Myers told our interviewer that it’s really “convenient” for his friend and his wife to point to the fact that the “science behind vaccines has been around for over 200 years” but that his own “superior Googling” has produced information that he feels will prove all the scientists with their “fancy science-ing degrees” wrong.
“Just like I’ve learned with food, if you can’t pronounce it, you shouldn’t put it in your body, and since most medications and vaccines are derived using various elements that have Latin-sounding names, doesn’t that really mean we shouldn’t trust anything a so-called doctor wants to give us,” Myers asked rhetorically.

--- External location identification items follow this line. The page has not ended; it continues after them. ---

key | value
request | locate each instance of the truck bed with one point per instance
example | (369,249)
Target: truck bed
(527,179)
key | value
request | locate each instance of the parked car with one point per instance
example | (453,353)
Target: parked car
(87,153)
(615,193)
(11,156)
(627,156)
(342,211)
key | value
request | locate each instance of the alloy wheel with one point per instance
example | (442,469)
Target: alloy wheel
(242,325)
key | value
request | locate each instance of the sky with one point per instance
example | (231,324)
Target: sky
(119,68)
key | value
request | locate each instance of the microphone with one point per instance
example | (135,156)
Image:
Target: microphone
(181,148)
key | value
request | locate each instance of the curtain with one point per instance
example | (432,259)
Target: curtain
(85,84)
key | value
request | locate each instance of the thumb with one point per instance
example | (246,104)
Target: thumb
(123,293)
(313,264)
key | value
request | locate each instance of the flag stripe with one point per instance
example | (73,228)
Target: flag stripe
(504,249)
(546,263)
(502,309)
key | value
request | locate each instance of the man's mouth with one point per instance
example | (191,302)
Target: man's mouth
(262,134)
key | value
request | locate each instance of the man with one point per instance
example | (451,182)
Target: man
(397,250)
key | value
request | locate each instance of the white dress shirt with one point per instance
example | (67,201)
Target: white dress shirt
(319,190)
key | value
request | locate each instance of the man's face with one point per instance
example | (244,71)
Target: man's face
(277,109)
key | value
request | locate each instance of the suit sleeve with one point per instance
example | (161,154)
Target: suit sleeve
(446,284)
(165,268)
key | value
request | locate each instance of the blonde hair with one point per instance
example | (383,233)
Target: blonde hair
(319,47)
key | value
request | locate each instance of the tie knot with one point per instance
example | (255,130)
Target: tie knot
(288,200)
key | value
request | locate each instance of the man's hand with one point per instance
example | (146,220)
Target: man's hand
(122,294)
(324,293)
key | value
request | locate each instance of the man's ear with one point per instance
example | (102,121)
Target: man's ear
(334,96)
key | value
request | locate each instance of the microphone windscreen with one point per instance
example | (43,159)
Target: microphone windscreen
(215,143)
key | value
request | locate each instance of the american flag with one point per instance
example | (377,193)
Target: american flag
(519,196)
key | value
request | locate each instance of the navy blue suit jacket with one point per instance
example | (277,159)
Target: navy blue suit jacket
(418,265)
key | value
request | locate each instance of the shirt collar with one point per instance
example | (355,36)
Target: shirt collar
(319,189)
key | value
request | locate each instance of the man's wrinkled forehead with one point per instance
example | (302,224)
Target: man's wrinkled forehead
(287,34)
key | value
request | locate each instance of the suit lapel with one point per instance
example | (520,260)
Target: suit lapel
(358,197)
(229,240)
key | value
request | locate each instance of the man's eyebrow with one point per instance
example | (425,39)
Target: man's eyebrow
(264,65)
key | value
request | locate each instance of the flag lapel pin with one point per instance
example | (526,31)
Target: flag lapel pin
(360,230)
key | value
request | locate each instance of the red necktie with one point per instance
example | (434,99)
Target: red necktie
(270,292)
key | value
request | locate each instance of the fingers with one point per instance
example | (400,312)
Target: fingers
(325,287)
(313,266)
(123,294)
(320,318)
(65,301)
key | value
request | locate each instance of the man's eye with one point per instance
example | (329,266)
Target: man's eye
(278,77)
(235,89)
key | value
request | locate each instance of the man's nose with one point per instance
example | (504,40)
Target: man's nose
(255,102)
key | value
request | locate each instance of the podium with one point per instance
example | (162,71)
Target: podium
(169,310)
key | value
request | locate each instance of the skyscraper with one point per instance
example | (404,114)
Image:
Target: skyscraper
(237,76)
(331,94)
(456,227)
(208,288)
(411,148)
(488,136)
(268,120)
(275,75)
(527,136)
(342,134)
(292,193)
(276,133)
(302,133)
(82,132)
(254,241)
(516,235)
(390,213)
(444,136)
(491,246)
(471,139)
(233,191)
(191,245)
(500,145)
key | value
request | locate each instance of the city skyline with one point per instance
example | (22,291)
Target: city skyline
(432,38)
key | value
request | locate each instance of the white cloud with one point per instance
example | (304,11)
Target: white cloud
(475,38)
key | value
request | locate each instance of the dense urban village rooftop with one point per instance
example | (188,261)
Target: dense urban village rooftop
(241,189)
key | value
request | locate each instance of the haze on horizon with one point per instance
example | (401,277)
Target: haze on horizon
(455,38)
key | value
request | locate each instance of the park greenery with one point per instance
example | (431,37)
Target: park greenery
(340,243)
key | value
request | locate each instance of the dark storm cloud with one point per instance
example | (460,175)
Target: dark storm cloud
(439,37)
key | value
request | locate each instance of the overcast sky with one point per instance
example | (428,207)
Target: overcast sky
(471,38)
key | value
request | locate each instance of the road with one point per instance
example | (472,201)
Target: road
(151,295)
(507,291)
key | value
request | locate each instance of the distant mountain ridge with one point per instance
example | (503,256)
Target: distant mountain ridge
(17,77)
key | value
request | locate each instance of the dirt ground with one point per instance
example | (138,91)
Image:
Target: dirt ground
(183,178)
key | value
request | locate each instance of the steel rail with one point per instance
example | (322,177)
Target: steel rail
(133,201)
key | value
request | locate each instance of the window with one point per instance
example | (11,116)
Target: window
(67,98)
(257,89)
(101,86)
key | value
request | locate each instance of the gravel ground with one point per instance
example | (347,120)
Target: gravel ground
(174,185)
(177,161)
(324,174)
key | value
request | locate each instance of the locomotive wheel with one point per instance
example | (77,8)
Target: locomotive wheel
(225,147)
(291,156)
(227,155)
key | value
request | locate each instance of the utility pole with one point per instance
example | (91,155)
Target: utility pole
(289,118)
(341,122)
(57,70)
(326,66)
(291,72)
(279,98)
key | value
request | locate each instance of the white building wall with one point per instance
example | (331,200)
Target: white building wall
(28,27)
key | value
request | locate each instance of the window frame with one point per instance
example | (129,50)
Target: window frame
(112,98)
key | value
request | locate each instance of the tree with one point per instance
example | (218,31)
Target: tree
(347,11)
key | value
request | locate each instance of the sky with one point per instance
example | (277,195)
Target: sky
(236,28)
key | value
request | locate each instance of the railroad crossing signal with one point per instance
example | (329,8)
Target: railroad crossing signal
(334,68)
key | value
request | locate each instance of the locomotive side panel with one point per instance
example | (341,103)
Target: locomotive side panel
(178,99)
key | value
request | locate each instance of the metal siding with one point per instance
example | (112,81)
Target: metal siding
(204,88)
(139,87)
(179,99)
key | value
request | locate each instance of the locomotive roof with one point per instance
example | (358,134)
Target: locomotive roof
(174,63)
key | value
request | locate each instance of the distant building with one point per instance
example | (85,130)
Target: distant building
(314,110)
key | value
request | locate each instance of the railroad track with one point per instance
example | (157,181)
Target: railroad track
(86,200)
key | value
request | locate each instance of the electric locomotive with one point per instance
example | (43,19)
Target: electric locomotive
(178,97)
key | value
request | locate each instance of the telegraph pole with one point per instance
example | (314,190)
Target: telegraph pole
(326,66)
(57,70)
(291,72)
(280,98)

Mr. Myers wondered aloud if his friend “really thought protecting his daughter from life-threatening infections and diseases” was “worth risking an unproven, unsubstantiated, fear-based and literally impossible outcome” and that “no one should be surprised if their daughter gets every kind of Autism ever.” When asked if he knows what autism is or how it’s diagnosed, Myers said his phone connection was cutting out, until our reporter moved onto a new line of questioning.
Myers said, “are Jack and Jennifer really suggesting that since we’ve been vaccinating people since the late 18th century, and inoculating them under a similar idea since before then, that we should just trust these people who dedicate their lives to learning as much about a subject as possible? I mean, more than we trust Dr. Jenny McCarthy or Dr. Food, the Science Denying Attention Whore?”
When our reporter told Mr. Myers that yes, indeed, his friends were people who trusted actual doctors and scientists more than celebrities and people with marketing degrees, Myers abruptly ended the call shouting, “SHILL! SHILL! SHILL!”
To date, no credible, peer-reviewed data exists to prove any link between vaccinations and autism.